Today is the day I let that person speak and guide me through life. I know I've said this a million times, but lately that person has been kicking and screaming. I don't know if this is some sort of premature quarter life crisis or it is time to finally face the fact that I am an adult now, and I am no one's responsibility, but my own.

Last night, I was robbed, and I am taking responsibility because I let myself get so intoxicated that I blacked out and thought it was a cool idea to walk home alone. I let the person inside of me speak, every now and again, but my friend alcohol loves to shut her up completely. It's time to shut alcohol up now. I am going off it cold turkey because I have tried everything else, and it appears to be an all or nothing for me and right now and I am choosing nothing. It's going to take a lot of strength, but I can't keep falling short of the person I want to be. I couldn't have asked for better communication with God than the signs I've been given in the last few weeks and this time I will learn my lesson. I know better than to drink to the point of no control, but I did it anyway, and I got robbed. I knew I should not have gotten into a relationship, when I did not feel complete as a person, and now my heart is smashed. It's time to complete this person, and this is how and why I am starting off on this journey...

For the longest time, religion has scared the hell out of me (no pun intended). If I had to pick a team, I would tell you I'm Hindu. After all, aside from being the religion of my mother, it encompasses core beliefs of the universal soul, reincarnation, and karma. But I have always believed, that God made us individuals for a reason. That we have our own paths to the same the truth. To me, organized religion takes away from that path. It tells you how to pray, what to believe, what's right and wrong. The truth of the matter is, we all know what's right and what's wrong deep down in ourselves, and there is no need for some man made institution like a church or temple to tell us that.

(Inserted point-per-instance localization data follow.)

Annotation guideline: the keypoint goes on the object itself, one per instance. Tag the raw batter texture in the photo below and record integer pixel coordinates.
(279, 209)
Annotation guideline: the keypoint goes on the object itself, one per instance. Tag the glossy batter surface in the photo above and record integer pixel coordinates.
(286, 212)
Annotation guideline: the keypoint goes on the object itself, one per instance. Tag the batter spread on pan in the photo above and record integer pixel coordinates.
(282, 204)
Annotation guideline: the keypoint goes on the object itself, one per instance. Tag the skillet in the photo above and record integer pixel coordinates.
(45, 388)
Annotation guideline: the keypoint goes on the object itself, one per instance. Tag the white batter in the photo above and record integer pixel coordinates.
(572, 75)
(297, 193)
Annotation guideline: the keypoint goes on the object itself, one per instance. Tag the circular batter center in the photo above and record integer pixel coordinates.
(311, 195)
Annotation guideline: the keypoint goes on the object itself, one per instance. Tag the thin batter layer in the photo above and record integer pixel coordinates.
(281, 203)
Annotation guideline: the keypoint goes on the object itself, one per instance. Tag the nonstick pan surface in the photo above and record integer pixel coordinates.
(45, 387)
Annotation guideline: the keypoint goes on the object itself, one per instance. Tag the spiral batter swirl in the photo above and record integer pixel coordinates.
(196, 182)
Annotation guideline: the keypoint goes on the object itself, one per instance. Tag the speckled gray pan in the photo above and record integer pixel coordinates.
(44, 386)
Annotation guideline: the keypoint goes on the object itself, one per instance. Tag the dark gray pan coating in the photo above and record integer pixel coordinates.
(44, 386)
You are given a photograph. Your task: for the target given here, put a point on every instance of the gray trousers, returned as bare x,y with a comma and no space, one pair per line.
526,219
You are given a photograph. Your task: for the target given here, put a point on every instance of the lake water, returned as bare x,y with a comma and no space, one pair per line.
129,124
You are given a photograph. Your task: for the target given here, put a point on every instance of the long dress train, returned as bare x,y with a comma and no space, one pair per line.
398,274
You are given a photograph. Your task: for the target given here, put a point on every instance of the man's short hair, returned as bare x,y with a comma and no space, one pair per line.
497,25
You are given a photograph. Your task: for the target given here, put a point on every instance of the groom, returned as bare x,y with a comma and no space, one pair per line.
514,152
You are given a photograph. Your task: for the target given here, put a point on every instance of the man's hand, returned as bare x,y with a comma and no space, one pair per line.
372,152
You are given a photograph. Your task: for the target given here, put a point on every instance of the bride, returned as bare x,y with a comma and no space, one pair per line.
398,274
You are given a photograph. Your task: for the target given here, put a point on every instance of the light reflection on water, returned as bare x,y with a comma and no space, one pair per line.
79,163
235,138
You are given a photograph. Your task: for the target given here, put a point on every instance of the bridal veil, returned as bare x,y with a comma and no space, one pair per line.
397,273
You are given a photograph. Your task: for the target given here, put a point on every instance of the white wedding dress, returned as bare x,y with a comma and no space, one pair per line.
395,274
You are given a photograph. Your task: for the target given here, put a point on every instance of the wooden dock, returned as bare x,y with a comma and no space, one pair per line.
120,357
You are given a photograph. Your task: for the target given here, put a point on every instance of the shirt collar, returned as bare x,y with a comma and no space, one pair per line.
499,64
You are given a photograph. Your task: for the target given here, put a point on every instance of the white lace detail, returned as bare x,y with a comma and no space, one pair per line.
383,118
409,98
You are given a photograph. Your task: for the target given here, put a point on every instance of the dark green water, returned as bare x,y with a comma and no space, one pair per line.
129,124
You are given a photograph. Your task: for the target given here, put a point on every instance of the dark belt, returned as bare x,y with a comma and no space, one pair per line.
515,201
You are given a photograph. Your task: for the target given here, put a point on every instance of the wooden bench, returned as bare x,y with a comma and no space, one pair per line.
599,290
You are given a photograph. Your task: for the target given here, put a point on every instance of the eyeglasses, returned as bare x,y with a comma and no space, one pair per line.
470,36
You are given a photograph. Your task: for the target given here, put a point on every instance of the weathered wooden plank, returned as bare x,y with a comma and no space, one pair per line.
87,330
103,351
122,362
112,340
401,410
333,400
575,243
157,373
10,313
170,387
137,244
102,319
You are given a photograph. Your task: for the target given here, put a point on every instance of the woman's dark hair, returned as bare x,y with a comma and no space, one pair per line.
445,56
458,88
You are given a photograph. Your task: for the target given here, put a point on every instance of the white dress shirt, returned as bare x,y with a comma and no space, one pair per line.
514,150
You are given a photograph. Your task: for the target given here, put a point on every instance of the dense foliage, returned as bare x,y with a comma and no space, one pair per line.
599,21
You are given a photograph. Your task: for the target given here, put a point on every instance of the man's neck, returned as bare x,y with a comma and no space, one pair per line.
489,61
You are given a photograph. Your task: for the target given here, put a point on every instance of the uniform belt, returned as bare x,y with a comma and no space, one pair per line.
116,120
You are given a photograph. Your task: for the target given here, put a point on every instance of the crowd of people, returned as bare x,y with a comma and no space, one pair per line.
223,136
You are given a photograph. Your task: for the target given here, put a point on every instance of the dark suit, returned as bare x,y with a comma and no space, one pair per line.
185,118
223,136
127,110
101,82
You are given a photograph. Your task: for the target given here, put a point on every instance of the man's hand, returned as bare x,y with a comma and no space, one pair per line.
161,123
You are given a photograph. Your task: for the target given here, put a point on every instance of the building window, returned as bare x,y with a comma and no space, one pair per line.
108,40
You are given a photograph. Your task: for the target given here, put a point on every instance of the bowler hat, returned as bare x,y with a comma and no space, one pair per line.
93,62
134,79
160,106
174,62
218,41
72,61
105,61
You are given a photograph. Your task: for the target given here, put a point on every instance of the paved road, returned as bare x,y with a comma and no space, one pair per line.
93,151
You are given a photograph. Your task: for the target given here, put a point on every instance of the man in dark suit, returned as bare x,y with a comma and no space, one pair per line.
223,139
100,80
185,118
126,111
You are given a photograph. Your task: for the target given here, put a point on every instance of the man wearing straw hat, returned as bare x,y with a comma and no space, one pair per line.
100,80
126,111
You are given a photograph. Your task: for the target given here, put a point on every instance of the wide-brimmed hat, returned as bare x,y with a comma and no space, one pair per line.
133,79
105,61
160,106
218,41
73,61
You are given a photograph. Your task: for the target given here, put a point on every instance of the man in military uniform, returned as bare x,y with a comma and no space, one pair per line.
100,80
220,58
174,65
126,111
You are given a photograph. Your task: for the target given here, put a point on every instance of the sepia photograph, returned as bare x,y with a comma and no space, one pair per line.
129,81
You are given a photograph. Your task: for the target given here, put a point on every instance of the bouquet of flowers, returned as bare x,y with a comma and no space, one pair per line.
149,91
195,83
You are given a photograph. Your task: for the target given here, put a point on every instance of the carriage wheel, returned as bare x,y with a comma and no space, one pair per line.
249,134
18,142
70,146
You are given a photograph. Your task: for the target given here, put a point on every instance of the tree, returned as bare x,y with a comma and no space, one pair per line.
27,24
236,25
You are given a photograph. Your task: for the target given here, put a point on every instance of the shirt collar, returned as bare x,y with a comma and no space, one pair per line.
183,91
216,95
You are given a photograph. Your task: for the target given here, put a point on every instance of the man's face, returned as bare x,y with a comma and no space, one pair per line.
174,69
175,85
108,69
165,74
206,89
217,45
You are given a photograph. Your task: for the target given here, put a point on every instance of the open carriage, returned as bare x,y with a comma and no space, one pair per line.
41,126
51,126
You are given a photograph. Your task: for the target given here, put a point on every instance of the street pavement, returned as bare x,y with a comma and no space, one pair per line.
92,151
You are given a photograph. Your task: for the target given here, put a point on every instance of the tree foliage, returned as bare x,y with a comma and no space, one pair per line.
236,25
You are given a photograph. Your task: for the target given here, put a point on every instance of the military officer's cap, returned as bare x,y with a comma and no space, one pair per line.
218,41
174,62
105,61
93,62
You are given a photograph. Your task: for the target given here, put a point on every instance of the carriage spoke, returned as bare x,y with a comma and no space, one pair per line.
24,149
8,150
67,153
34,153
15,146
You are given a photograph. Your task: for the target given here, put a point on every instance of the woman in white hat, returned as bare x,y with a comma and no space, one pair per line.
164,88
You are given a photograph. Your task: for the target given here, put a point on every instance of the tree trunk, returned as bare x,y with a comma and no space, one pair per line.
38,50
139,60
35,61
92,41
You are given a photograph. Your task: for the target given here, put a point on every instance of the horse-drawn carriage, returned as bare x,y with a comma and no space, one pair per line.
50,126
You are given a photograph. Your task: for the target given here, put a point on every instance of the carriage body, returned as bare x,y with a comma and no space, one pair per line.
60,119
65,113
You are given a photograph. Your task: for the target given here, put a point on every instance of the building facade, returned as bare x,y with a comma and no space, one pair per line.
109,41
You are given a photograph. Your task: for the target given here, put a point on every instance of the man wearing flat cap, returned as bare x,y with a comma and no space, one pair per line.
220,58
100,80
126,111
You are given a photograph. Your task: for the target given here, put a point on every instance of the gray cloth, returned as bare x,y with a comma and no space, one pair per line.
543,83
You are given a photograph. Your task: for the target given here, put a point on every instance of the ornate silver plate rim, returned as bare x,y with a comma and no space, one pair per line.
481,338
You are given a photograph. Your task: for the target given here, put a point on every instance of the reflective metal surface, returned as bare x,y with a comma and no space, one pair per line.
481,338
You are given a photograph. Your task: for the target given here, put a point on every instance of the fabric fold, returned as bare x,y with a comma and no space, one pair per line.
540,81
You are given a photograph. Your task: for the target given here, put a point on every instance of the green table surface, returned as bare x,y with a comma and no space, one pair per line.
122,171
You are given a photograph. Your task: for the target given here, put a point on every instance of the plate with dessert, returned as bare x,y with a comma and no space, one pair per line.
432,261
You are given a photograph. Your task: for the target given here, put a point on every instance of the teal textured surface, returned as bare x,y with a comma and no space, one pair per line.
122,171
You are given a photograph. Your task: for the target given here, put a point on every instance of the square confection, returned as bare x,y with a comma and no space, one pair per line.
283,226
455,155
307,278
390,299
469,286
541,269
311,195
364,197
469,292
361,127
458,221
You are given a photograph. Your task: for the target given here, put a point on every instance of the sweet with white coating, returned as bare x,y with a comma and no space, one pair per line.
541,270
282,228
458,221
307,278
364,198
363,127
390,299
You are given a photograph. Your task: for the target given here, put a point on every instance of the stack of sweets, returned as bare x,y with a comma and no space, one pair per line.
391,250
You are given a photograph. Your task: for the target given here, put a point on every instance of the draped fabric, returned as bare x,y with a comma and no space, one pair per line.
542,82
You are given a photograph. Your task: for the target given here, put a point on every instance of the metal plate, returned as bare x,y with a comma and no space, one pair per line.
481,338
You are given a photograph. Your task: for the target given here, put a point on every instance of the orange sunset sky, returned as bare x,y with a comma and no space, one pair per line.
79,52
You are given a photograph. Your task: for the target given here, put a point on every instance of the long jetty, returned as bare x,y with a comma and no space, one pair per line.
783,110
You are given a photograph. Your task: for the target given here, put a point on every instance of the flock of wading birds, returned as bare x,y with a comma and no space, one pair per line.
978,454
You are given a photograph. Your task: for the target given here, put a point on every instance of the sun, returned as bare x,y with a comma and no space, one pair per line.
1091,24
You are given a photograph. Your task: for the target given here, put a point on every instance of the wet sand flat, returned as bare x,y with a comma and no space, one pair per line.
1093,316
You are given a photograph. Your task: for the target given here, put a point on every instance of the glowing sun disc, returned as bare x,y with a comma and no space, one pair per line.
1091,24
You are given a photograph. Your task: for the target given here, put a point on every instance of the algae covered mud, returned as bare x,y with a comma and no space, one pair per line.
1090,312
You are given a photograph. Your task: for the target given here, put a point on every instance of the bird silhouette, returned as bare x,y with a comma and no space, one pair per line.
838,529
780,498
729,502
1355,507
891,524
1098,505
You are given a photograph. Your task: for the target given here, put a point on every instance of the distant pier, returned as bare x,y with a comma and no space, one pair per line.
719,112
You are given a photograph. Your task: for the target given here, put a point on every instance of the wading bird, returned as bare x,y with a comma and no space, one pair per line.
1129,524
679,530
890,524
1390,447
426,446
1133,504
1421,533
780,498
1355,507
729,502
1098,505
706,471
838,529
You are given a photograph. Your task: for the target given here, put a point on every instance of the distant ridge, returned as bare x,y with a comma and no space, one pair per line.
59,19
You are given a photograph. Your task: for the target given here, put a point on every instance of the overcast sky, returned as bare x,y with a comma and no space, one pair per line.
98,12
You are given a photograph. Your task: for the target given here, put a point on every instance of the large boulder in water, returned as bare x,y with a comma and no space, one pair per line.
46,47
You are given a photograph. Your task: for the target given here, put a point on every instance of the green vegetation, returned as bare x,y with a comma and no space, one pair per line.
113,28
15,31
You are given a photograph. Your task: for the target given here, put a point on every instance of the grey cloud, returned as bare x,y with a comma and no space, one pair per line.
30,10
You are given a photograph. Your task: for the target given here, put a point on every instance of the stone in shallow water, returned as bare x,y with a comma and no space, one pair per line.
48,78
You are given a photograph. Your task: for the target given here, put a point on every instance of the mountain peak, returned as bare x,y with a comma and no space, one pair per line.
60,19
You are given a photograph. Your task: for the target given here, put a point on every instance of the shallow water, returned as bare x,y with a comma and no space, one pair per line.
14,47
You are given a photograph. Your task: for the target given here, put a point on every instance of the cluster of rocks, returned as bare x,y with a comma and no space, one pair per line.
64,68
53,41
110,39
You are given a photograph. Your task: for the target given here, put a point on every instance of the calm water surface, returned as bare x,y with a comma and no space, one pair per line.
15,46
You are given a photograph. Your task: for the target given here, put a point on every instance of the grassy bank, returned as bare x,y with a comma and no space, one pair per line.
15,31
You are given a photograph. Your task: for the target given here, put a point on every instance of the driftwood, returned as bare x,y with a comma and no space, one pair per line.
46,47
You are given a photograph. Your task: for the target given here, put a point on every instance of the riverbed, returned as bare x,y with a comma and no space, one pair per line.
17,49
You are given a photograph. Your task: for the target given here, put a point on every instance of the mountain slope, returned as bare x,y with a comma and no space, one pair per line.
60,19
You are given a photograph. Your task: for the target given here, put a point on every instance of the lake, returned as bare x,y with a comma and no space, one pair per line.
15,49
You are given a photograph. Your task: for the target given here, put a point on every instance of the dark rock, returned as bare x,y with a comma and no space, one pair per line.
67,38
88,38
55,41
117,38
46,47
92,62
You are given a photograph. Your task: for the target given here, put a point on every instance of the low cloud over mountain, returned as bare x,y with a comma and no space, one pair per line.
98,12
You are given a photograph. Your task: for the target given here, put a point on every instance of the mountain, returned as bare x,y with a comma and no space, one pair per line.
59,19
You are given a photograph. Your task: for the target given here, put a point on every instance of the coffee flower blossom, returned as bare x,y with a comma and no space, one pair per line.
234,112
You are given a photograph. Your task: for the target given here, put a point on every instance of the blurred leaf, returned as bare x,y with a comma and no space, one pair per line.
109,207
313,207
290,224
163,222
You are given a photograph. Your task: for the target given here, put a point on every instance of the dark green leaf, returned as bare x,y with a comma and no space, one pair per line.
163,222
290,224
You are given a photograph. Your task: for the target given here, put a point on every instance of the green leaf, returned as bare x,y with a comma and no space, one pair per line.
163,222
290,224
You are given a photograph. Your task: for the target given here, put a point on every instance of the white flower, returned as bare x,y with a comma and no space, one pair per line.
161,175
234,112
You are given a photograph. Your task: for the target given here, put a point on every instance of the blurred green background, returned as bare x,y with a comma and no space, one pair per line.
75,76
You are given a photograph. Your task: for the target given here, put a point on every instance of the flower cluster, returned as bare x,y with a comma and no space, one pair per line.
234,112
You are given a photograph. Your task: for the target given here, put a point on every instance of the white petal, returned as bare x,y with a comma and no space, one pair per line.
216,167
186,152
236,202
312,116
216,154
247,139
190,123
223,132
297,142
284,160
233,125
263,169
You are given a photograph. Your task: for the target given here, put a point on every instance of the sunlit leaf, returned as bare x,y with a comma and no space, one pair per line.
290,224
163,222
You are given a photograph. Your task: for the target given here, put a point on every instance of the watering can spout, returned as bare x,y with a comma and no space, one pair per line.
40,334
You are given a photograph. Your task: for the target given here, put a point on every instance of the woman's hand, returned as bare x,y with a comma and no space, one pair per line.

I am taking this step toward spirituality because I am tired of running scared. It will take a ton of time, strength and courage, that I'm not even sure I have. I have a few weeks before school starts back up and I have to become a law school zombie again. In these weeks, I want to see what all the fuss is about. I want to read the texts of other religions, the Torah, the Bible, the Koran. I have created this blog to share what I will learn and hopefully as a way of holding myself accountable. To explore why the concept of God just won't go away, and why faith in God is the only thing to really get your through the pain. To define MY faith, my path to God. I have learned that nothing is more embarrassing than publicly showing off that I cannot finish what I've started and falling short of the person I am meant to be. I hope this blog will commit me to this journey. What doesn't kill you makes you stronger right? I will leave you with a quote that I see everywhere, and you've probably seen a million times yourself. It's super cliche, but so right at the same time:

"Life is too short to wake up in the morning with regrets. So love the people who treat you right, forget about the ones who don't, and believe that everything happens for a reason. If you get a chance, take it. If it changes your life, let it. Nobody said that it'd be easy, they just promised it would be worth it." - Anon.